A última linha do refrão de Help, dos Beatles, é o coro apropriado para estes tempos. Desde gigantes da aviação e monstros do petróleo (que semana!) até ao pequeno café do bairro, quase todas as empresas estão de mão estendida.
Lay-offs, linhas de financiamento, moratórias de crédito e de rendas, resgates setoriais. Toda a ajuda é hoje necessária para tentar travar as empresas e o emprego de caírem no abismo. Governos, bancos centrais e instituições internacionais reiteram que estão a fazer precisamente isso, tudo o que seja necessário, para criar uma rede para travar esse mergulho.
Se a rede de apoio será fina suficiente para segurar mais negócios e postos de trabalho do que deixa passar, provavelmente só poderemos avaliar daqui a alguns meses, quando tocarmos no fundo da recessão.
Outras considerações podemos fazer já, pois são bastante claras.
Primeiro, a questão da necessidade. Podemos questionar se os lockdowns eram absolutamente necessários ou se o modelo sueco não terá melhores resultados. Mas uma coisa é certa, tendo optado pela queda temporária da economia, as autoridades têm de estender uma rede para que ela não se desfaça quando tocar no chão.
Segundo, a própria colocação dessa rede de apoio económico, em simultâneo com uma de saúde, em tempo recorde, deve ser saudada. Após alguns soluços iniciais, a maior parte dos governos e instituições económicas e monetárias conseguiram pôr em campo soluções para atenuar o impacto da recessão para empresas e famílias. Têm todas defeitos, desde limitações ao acesso até atrasos, mas devemos ser tolerantes, pois não é fácil criar uma rede tão grande em tão pouco tempo.

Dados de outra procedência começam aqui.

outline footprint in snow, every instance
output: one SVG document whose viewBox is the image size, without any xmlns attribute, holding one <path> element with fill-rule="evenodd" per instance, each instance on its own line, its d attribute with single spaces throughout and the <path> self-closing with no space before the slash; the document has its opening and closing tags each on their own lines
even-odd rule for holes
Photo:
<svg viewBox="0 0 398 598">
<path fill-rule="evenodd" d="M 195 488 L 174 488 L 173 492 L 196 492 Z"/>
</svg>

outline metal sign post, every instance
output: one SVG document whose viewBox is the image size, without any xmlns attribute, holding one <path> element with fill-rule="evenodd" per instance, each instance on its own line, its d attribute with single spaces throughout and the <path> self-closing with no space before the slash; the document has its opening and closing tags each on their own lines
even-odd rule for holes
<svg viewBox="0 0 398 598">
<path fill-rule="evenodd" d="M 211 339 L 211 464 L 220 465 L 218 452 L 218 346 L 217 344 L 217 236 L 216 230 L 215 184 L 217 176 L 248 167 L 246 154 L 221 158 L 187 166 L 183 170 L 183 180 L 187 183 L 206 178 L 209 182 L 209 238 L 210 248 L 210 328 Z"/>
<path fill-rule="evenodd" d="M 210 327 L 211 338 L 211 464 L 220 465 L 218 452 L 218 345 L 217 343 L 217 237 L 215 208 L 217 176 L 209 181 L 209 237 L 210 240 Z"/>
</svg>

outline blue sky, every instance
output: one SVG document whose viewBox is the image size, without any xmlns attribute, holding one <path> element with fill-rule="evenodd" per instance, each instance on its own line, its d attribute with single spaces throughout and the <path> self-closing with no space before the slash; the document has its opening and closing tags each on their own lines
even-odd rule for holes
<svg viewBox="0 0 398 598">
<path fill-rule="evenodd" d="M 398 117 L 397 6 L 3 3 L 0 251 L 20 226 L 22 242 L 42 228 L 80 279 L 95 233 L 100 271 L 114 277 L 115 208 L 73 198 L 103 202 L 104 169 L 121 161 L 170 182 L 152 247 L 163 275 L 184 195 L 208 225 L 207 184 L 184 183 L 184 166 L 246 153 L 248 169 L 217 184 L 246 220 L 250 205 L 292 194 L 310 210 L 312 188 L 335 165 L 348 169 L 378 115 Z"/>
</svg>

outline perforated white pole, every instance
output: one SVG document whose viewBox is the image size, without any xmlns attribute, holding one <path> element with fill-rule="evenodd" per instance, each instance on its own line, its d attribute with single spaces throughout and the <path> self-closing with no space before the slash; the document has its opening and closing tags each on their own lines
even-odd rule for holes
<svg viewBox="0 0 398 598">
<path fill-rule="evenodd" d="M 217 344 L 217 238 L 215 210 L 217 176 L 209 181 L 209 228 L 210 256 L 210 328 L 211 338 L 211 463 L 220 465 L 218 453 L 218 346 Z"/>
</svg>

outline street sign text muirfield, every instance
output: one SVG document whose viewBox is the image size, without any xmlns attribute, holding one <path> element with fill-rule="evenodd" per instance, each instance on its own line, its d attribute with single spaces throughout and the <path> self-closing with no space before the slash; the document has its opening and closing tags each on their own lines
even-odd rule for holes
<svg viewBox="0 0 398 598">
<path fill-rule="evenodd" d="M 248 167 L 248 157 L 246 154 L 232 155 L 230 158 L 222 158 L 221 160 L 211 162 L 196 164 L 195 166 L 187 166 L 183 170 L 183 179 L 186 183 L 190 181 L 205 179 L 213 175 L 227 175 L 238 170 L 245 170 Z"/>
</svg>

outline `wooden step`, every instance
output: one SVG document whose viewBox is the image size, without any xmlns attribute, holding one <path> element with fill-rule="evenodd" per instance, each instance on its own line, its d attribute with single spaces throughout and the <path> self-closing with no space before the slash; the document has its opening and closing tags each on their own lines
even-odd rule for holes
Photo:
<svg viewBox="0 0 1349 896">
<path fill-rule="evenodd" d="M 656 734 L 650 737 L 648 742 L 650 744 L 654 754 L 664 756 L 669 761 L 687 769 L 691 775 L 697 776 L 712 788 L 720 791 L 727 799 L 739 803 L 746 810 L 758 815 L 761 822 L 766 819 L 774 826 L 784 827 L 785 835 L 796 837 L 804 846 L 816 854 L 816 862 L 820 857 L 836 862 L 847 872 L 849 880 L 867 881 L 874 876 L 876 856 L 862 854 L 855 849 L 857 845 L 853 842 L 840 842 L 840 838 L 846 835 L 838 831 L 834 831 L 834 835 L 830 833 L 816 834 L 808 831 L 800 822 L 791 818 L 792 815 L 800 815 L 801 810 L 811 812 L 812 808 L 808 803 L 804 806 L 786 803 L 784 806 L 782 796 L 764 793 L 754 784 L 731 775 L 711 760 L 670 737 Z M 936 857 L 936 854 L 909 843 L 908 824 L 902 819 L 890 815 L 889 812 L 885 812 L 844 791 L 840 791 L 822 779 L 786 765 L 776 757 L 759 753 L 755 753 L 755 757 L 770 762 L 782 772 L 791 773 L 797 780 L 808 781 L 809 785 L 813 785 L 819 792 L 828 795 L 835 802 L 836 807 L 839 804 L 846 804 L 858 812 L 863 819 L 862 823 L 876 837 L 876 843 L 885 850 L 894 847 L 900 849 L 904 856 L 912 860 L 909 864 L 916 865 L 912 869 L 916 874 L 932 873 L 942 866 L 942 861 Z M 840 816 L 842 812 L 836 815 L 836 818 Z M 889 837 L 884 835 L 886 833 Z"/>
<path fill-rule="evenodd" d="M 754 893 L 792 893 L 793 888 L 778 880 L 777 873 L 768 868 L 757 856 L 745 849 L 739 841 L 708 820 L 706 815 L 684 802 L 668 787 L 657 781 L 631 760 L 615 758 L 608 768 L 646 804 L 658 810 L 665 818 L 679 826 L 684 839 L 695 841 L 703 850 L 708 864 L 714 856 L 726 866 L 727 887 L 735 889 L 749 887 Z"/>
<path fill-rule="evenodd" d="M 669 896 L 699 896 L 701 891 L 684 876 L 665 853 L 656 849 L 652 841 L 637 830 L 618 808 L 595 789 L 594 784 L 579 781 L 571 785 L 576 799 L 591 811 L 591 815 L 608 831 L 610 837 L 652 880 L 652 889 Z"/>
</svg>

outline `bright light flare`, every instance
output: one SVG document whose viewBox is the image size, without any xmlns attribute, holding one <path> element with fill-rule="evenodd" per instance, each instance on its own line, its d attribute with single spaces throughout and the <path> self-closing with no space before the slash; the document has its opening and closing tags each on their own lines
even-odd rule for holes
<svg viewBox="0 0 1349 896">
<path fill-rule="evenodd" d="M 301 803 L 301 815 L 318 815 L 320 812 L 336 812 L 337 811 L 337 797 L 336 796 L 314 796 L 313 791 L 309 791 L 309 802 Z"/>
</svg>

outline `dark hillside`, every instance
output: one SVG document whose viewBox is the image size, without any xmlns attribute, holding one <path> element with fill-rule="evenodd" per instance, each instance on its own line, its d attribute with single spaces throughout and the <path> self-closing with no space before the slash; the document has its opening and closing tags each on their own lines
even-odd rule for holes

Terceiro, a culpa e a cobrança. Ao contrário do que aconteceu em crises anteriores, quando era fácil apontar o dedo a banqueiros, especuladores ou petro-nações, nesta não é tão linear. Sim, os comportamentos da China, da OMS ou de alguns líderes podem ser questionados, mas a grande maioria das pessoas e organizações foi apanhada sem culpa direta no assunto.
Apesar dessa ausência generalizada de culpa, vamos todos receber a fatura da ajuda, pois por muito que nos tentem convencer, ela não é gratuita. As medidas de apoio governamentais não são uma conta de soma zero nas finanças públicas. As moratórias de crédito são uma maquilhagem temporária que vai ser substituída pelo velho amigo, o crédito malparado e, provavelmente, mais apoio para os bancos. Os resgates a empresas como a TAP são apostas que, mesmo em caso de sucesso, só pagam muito mais tarde. A aceleração do investimento público também, e com os perigos que já vimos na última crise.
A noção de que a retoma vai ser rápida e chegar a tempo de pagar a conta é cada vez mais irrealista, à medida que nos vamos apercebendo da magnitude da recessão e do ritmo lento do regresso da atividade e do combate ao vírus.
O primeiro-ministro, após algum contorcionismo sobre o assunto em duas entrevistas, voltou a dizer anteontem que não vai haver austeridade, pois seria contraproducente.
Tendo em conta o trauma recente dos portugueses, e consciente do que aconteceu ao seu antecessor, Pedro Passos Coelho, e a apetência exagerada pela austeridade, António Costa tenta a todo custo evitar ter de ser ele a impôr esse castigo novamente.
Mas, para isso, o primeiro-ministro tem de explicar como nos vai livrar da austeridade. Não basta dizer que pedirá mais ajuda à Europa, na forma de subvenções ou ‘coronabonds’. Porque essa help pode nunca chegar.